После допроса Сергея, взвесив все обстоятельства, Комитет представил государю о заковании подпоручика Бестужева-Рюмина в кандалы, за дерзость и запирательство. Когда пришли к нему с кандалами, Мишель сначала испугался, а потом успокоился, убедившись, что все складывается так, как должно. И блаженно улыбнулся вошедшим.
Шли месяцы. Допросы продолжались, Мишель сидел в оковах, пытался смягчить сколь возможно участь друга – и тем утяжелить свою. Сергей же держался тактики признательной. И столь часто видел недоумение на лицах членов Комитета, что перестал обращать на это внимание.
В мае им – по разноречию в показаниях – была предложена очная ставка. Мишель бредил этой очной ставкой, мечтал о ней с января месяца, специально спорил с частностями показаний Сережиных. Ему очень надо было увидеться с другом, пусть даже и при свидетелях… И если не обнять его, то хотя бы по руке погладить, в глаза заглянуть. Он был уверен, что Сереже достаточно одного взгляда, чтобы вылечить душу его, исцелить запястья, изъеденные кандальным железом…
В тот день он не шел – буквально летел в Комитет, и полету этому не мешали ни кандалы на руках, ни черная повязка на глазах. Было тепло, природа воскресла после зимы, и ноги сами несли Мишеля знакомой дорогой в присутствие. В присутствии, однако, заявили ему, что подполковник только что согласился со всеми его показаниями – и очной ставки не будет. Мишель с трудом сдержал слезы разочарования…
Выходя, он увидел в коридоре Сережу. Голова и плечи его были низко опущены, он смотрел в пол, но, как показалось Мишелю, заметил его. Мишель сделал шаг навстречу, улыбнулся. Но Сергей, отвернувшись, обратился к конвойному офицеру:
– Уведите меня, прошу вас…
Спустя месяц Мишеля вновь вызвали в присутствие. За столом сидели другие генералы, не те, что прежде – из прежних был только Чернышев. Чернышев сунул в руки Мишелю толстую папку с его собственными показаниями. Мишель с трепетом раскрыл ее, принялся разглядывать: в показаниях этих была история его жизни, его души, его падения… Чернышев, заметив, что узник слишком долго читает листы, папку отобрал.

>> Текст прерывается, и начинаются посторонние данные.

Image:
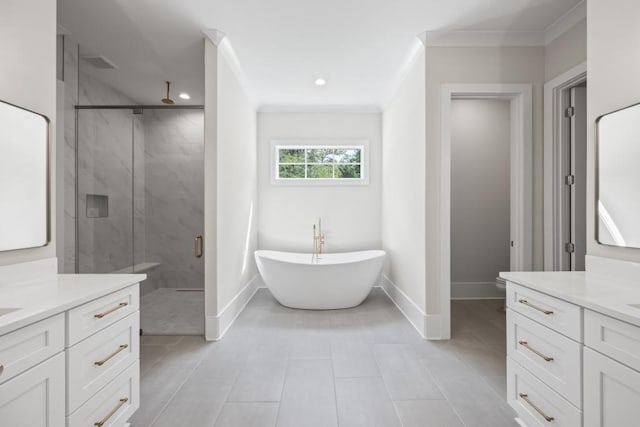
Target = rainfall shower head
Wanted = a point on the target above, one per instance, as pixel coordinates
(167, 100)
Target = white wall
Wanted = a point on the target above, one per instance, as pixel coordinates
(403, 187)
(237, 182)
(476, 65)
(480, 202)
(230, 190)
(613, 67)
(28, 69)
(350, 213)
(566, 51)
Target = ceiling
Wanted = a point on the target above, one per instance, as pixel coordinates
(282, 46)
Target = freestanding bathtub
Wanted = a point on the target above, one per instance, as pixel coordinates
(334, 281)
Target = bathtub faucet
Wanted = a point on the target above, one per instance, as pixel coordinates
(318, 241)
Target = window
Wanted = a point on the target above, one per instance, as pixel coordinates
(319, 162)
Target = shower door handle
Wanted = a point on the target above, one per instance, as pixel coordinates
(198, 246)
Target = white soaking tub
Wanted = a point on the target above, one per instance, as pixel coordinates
(333, 281)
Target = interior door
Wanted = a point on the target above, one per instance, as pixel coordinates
(578, 187)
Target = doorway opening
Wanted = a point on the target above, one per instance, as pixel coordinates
(480, 196)
(519, 98)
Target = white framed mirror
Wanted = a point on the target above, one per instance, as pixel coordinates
(618, 178)
(24, 178)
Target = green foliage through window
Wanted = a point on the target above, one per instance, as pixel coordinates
(319, 163)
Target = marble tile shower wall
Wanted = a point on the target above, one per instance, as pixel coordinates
(70, 77)
(174, 195)
(104, 140)
(105, 169)
(165, 194)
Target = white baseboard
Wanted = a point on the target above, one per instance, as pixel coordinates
(408, 308)
(217, 326)
(475, 290)
(433, 327)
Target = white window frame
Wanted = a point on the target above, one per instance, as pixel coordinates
(361, 144)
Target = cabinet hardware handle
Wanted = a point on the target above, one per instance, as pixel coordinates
(533, 350)
(197, 251)
(110, 414)
(525, 397)
(109, 357)
(535, 307)
(118, 307)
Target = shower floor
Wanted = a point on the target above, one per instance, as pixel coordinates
(172, 311)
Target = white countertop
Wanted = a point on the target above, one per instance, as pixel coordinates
(598, 292)
(55, 294)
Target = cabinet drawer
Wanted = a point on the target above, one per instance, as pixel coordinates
(533, 400)
(36, 397)
(611, 393)
(95, 361)
(619, 340)
(28, 346)
(114, 404)
(551, 357)
(95, 315)
(554, 313)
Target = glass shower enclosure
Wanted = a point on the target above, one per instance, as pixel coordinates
(140, 207)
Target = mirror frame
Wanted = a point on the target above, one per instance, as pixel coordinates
(47, 174)
(596, 140)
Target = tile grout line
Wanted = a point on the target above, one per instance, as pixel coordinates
(173, 395)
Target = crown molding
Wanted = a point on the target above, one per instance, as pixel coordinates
(356, 109)
(216, 36)
(507, 38)
(566, 22)
(222, 42)
(394, 85)
(61, 31)
(483, 38)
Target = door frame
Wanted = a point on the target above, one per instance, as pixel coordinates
(520, 97)
(554, 132)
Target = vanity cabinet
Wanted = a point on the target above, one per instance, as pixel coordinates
(35, 398)
(76, 368)
(544, 354)
(611, 372)
(569, 365)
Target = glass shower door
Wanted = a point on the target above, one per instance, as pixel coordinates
(104, 191)
(140, 207)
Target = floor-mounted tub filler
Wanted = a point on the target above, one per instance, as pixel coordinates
(330, 281)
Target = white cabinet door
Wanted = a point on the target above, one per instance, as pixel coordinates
(36, 397)
(611, 392)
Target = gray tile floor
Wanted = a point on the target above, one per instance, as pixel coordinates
(172, 311)
(365, 366)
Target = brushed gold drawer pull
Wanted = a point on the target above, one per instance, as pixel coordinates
(525, 397)
(198, 251)
(101, 315)
(533, 350)
(110, 414)
(535, 307)
(109, 357)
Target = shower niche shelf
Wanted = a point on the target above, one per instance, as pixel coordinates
(97, 206)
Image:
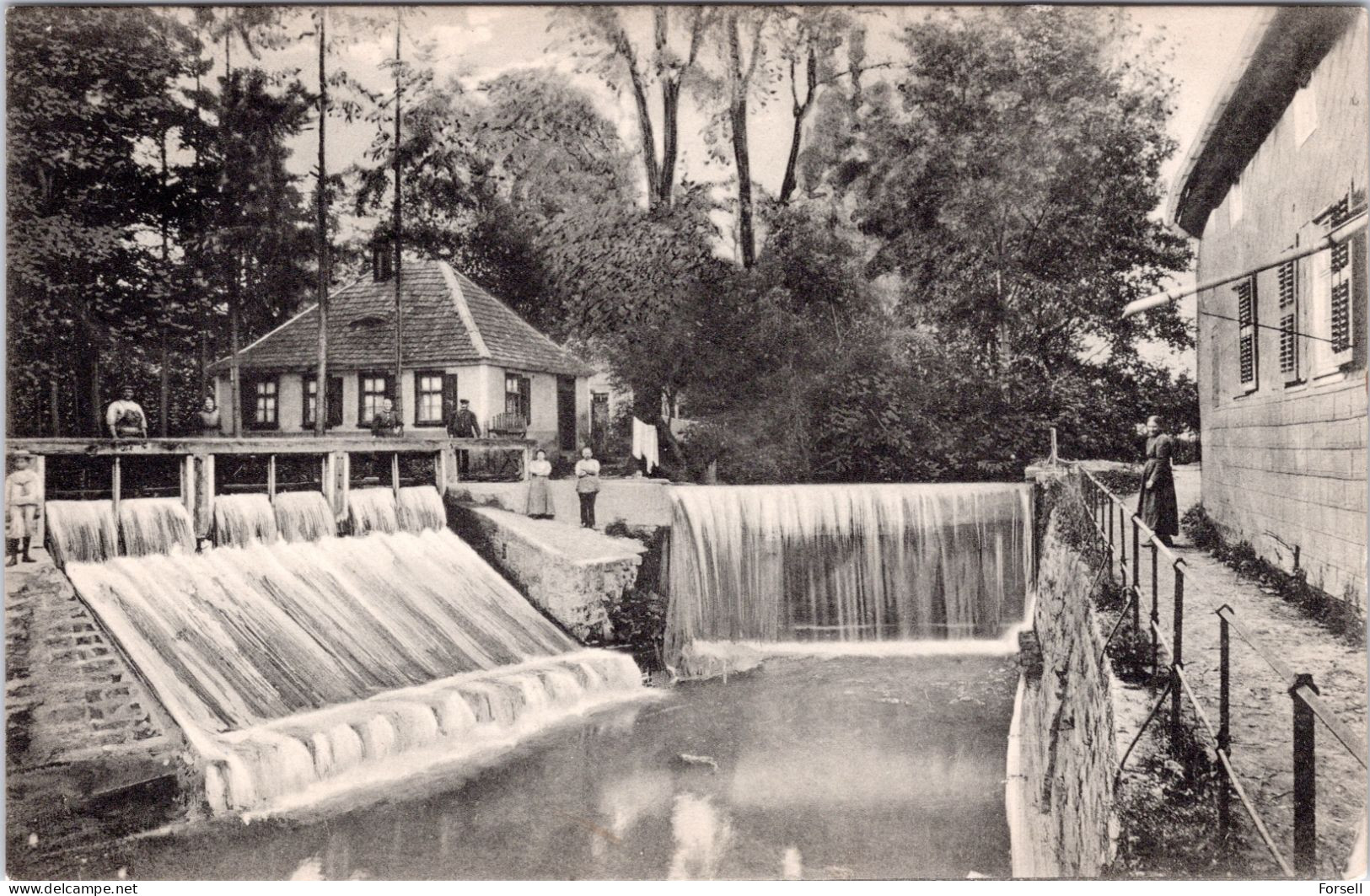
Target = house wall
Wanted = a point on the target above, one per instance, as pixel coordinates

– Вашею ли рукою подписаны листы сии? – спросил он словно механическим голосом.
– Да.
– Добровольно ли подписаны оные?
– Да.
– Были ли вам даны очные ставки?
– Да.
– Прекрасно! Подпишите бумагу о сем…
Он пододвинул Мишелю заготовленный заранее лист: «Ответы на допросы Комиссии, мне в присутствии показанные, за моею подписью и составлены добровольно, равно утверждаю, что мне были даны очные ставки и оные подписаны мною собственноручно». Мишель кивнул головою и подписал. Было ясно, что следствие окончено и со дня на день следует ждать приговора.